Designer’s Dozen: Q&A interview with Bruno Cathala

Bruno Cathala is a celebrated French board game designer with almost 15 years experience and well over 50 games behind him. He now works in the hobby full-time, both on his own projects and with corporate clients.

Highlights of his design career include Five Tribes, Shadows Over Camelot (with Serge Laget), Mr Jack (with Ludovic Maublanc), Cyclades (with Ludovic Maublanc) and 7 Wonders Duel (with Antoine Bauza).

This is the fifth in a series of Q&As with published board game designers. The idea is to ask them all the same set of questions, so people can compare the answers and build an insight into what makes designers tick – alongside a stock of answers to questions all new designers will end up facing themselves.


1. If not games design, what pays the bills? Do you do anything else creative outside of games design, paid or unpaid?
I’m lucky enough to get all my income from games. Royalties form games you know, but I’m also creating specific games for private customers; for example for advertising reasons. For the creative unpaid part, I’m a (bad) musician so, I also like to write (bad) songs for myself.

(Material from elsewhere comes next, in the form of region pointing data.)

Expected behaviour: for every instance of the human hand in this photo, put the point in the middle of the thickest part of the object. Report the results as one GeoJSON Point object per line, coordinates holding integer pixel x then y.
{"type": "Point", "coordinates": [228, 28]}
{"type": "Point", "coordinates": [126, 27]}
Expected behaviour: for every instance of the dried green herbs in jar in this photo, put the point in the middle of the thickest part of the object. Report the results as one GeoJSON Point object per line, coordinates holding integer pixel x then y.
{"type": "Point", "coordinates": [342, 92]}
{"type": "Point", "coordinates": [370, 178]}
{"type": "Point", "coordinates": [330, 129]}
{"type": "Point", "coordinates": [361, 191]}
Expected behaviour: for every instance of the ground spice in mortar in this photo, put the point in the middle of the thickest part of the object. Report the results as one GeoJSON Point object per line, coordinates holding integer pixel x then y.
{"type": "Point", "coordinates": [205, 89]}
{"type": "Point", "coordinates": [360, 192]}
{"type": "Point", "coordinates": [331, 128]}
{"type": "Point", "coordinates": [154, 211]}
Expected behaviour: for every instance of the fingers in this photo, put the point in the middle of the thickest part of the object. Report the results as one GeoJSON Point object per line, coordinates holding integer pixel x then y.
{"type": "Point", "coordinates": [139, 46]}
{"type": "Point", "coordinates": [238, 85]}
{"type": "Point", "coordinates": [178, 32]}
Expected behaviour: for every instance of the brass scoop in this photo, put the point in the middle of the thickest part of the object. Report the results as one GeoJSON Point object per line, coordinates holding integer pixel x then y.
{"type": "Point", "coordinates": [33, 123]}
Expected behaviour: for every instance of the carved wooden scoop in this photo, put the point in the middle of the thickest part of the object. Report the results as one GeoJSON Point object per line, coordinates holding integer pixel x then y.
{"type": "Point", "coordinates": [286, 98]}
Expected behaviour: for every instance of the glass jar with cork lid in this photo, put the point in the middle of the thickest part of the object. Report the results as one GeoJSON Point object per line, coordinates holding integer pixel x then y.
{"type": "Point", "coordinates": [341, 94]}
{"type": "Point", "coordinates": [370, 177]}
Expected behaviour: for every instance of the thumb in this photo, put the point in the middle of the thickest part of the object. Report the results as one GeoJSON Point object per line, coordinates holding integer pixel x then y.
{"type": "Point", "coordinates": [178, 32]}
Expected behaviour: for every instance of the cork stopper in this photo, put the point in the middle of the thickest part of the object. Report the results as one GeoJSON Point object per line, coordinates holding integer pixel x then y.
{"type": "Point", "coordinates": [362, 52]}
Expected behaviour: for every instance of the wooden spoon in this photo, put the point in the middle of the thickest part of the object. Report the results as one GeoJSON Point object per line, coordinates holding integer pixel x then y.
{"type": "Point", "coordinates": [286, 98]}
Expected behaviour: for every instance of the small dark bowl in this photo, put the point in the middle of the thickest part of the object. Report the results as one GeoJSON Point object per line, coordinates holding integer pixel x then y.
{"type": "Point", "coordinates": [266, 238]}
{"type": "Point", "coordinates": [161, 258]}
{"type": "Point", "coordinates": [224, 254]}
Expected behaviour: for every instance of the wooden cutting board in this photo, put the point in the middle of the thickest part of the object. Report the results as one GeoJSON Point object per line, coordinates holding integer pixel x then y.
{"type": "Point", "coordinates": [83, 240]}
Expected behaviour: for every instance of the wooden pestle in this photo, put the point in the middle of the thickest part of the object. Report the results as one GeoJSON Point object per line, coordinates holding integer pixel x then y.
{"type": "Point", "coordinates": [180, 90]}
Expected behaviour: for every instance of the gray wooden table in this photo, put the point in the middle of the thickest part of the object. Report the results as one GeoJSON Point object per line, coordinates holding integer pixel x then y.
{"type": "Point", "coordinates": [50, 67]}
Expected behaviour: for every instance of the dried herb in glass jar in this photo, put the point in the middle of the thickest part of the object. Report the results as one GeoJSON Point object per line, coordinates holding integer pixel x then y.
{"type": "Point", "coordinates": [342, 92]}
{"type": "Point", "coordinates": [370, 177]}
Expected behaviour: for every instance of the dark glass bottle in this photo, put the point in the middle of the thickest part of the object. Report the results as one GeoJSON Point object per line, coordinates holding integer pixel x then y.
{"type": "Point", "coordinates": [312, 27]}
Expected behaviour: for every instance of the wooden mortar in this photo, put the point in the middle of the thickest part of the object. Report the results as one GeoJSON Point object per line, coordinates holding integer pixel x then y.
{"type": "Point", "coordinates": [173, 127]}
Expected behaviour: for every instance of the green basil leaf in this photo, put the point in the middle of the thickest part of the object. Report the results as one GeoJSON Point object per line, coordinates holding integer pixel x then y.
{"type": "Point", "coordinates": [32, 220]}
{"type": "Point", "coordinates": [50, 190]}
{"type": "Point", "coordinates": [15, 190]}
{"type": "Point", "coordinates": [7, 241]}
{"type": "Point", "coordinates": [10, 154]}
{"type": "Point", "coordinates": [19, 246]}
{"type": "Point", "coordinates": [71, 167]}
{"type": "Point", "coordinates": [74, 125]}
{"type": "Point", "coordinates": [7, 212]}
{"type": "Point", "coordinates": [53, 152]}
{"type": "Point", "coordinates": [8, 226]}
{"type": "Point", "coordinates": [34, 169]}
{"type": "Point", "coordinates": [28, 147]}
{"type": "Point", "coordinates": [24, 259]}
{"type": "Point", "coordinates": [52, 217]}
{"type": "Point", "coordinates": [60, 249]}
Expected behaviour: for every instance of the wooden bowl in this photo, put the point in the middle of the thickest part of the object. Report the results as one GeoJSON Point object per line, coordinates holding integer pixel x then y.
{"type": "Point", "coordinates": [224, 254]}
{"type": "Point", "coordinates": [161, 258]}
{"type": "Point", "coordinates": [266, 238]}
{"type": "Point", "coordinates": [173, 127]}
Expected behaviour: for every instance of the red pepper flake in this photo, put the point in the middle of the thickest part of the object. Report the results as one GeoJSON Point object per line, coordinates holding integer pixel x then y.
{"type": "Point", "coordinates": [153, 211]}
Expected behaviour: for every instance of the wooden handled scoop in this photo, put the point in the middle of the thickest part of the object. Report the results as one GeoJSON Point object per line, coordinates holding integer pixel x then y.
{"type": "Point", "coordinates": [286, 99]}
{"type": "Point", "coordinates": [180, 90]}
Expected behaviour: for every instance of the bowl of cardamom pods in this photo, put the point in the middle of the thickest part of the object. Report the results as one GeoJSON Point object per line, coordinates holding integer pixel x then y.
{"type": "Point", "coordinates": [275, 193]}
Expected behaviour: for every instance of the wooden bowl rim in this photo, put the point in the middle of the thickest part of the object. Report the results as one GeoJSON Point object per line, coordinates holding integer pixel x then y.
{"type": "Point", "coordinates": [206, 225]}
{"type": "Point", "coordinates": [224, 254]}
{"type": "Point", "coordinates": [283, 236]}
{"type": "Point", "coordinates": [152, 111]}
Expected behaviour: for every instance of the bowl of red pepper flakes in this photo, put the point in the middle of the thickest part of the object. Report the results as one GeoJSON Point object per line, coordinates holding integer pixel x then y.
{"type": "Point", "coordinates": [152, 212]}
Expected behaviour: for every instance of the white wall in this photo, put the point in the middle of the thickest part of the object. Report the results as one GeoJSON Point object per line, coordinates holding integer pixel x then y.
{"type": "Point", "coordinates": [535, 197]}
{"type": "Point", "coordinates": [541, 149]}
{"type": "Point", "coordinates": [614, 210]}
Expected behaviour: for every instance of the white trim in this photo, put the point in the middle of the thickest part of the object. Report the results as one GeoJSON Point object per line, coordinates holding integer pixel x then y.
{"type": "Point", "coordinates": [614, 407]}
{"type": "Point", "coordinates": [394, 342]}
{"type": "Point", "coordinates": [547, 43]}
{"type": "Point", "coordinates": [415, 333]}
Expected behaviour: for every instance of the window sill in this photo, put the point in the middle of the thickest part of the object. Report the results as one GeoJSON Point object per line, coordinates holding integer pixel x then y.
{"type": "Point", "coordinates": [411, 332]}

When I was 20 I dreamt of becoming a comic strip writer/artist. Today I do it in a very modest way: each month I try to write a small story in three images for Plato, a French magazine dedicated to games.

2. Who is your favourite designer(s), and which one do you most admire? What is your favourite design(s) by them?
For me it would be Richard Garfield and Claude Leroy.

I have to say thank you to Richard, because Magic: The Gathering really changed my comprehension of game design. It opened my eyes. I still love MTG and think it’s one of the few games which had a major influence on all modern games.

Claude Leroy is the designer of Gyges, an abstract two-player game. I love abstract two-player games (I could also speak about the incredible work of Kris Burm with the GIPF project). But Gyges is THE game. Incredibly clever, simple to learn, but so deep. It’s a pity that this game is not more popular.

3. What drew you to game design?
I discovered there was a life after Monopoly when I was 20 because of a French magazine dedicated to board games. I bought my first one and was so impressed that I decided that, one day, I would create my own game – but I had absolutely no ideas at this time. So, during the years I just fed myself with games, games, games; all kinds of games. Then, when I was 36, I suddenly decided now was the time for me to make this game – and I began to work on my first prototype, Lawless, which was published in 2003.

4. When you design, what tends to come first – theme or mechanisms? And why? Do you design with a specific type of person in mind?
You forget one other thing – components! Because components can also initiate something special. But story, mechanisms, components are only tools you use to create a specific game experience between players. And it’s that game experience I try to create which excites me.

5. What are the best and worst aspects of game design?
The best aspect is that you are completely free to do what you want! You are the king of your world, without any limit. The worst is that you have to find a publisher! And that you need as much energy for that. And it can be a long road, strewn with a lot of disappointment.

6. What is the hardest type of game for you to design?
Games for young children (my head seems to be too complicated) and party games (it’s not common for me to have a starting idea in this category).

7. What is your best prototyping tip for a budding designer?
Spend as little time as possible creating the first prototype, because you will definitely trash it and build something new just after the first playtesting session.

8. Would you mind sharing your worst publisher game pitching moment?
I was pitching Mow to a publisher I really wanted to work with and I knew this very simple card game would fit in his line.

I began my speech, but he stopped me in the middle of my first sentence saying, “Definitively not for me – too mathematical”.

But there was nothing complicated in that game; it was just that at that time I was known for more brainy games; he couldn’t see me as someone able to create a simple game. I was so upset, and disappointed, but luckily I found another publisher (Hurrican) and, at this time, Mow has sold more than 100,000 copies.

9. And what has been your best game design moment?
Probably the creation of Five Tribes. All the ideas came at the same time, like if it was an emergency, and the game was built in two days. It took me much more time to fine tune it, but the creation was so easy and fast!

10. Which style of game is your own personal favourite to play?
Two-player games! For example, I have fallen in love with Santorini – it’s just… perfect! The game is easy to learn but deep, while also having very high production values. And it also has ways to balance the chances of winning between players who are not at the same level of experience.

I also have fun playing some addictive games such as Hearthstone and Star Realms. And I’m a big, big fan of Flamme Rouge, which was released at the last Essen (October 2016).

11. What would make the tabletop gaming landscape a better place?
More women! To be honest I can see that there are now more and more women at game conventions, but we also need more women as game designers.

12. Tell us something about yourself we probably wouldn’t know.
I’m a fan of… mushrooms! I really enjoy spending time walking in my mountain woods to find them – and then cooking and eating them!